Many operators view CRFTs as just another piece of insurance, observed Manny Atwal, VP of sales, marketing and business development for StandardAero commercial helicopter programs. In other words, they may focus on the operational needs of today and tomorrow while viewing CRFTs as something needed only when something catastrophic happens. “For us, the challenge is to make sure that people are aware that not only is there significant risk that is real, but the risk can be mitigated,” Atwal said. Awareness is on the rise, it seems; to date, approximately 160 StandardAero/Robertson CRFT systems have been installed on AS350 airframes.
Cost may also be a part of the decision-making process. The StandardAero/Robertson AS350 CRFT costs approximately $100,000. To help indirectly offset some of the cost, Airbus offers operators who use a third -party retrofit solution, up to $25k, per aircraft installation, in training credits at the factory training center to reduce costs associated with initial or annual training. One could also pose the question, what are the costs of not having CRFT if a preventable post-crash fire occurs? If past precedent in the Frisco crash is any indication, they could exceed $100 million.
Currently there are regulatory barriers as well. “Although there’s a requirement for all aircraft typed and manufactured after 1994, there’s only strong recommendations from regulatory agencies to retrofit the remaining aircraft, and for the time being, operators may lean on that to avoid CRFT installation,” Hessberger said.
DISPELLING COMMON CRFT MISCONCEPTIONS
One of the most common misconceptions is that the lead time to receive a CRFT from StandardAero is a year or more, Hessberger said. There were some lead time constraints in the early rollout phases as Robertson was ramping up the production line. But today, operators can expect to receive their CRFTs within 60 to 90 days, if not sooner.

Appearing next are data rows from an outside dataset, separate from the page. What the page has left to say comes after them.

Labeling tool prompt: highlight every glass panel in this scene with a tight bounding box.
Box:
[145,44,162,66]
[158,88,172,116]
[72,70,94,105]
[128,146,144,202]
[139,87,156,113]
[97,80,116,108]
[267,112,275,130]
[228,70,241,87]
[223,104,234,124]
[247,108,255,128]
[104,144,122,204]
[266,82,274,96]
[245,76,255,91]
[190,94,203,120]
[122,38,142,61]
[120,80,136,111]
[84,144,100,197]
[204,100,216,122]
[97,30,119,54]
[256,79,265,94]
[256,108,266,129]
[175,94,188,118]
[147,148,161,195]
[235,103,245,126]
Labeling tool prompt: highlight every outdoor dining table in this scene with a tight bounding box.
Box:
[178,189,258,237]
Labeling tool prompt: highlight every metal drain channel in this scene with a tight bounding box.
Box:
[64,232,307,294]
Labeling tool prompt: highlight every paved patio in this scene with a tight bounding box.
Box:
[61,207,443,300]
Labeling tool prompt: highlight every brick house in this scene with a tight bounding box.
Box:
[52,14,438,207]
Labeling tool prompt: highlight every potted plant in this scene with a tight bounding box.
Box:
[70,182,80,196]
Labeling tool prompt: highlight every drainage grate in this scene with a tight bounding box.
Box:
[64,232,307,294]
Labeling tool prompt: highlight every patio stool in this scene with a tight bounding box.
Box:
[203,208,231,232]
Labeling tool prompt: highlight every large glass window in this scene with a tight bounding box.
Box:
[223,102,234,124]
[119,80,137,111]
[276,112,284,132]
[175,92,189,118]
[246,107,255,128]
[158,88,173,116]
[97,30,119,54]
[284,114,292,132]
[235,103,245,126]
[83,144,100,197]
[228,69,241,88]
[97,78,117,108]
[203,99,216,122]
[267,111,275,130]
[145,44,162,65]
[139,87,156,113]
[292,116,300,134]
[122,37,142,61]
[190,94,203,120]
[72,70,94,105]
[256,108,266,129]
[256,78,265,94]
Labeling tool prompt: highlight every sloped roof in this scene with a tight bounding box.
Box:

Another misconception is that the operator will incur a large weight penalty. Although the addition of the CRFT will increase the empty weight of the aircraft by 48 pounds, some of the most weight-sensitive operators such as air ambulances have been able to adjust. As an example, Air Methods, the world’s largest air ambulance operator, has been one of the most proactive customers. It has retrofitted most of its fleet with the StandardAero/Robertson CRFT.
“I am pleased to say, we have been very impressed overall with the end product that StandardAero and Robertson were able to deliver, which has significantly improved the safety of our crews and passengers, giving them confidence in the solution we chose,” said Leo Morrissette, EVP of operations for Air Methods. “The engineered durability of the tank, in combination with a number of ease-of-maintenance and airframe and equipment compatibility considerations that they built into the design, have brought an exceptional level of quality and safety to the aircraft.”
Bill York, Robertson’s director of engineering, said the helicopter industry needs a culture change that starts with education. “If you tell someone born after 2000 that cars didn’t used to have seat belts, they would think you are crazy,” York said. “So there has to be a cultural shift in what the pilots, regulators, operators, and insurers expect from a safety equipment standpoint, and that will take time.”
York hopes that through awareness, the culture will change and CRFSs will become as common in the future as seatbelts in cars are today.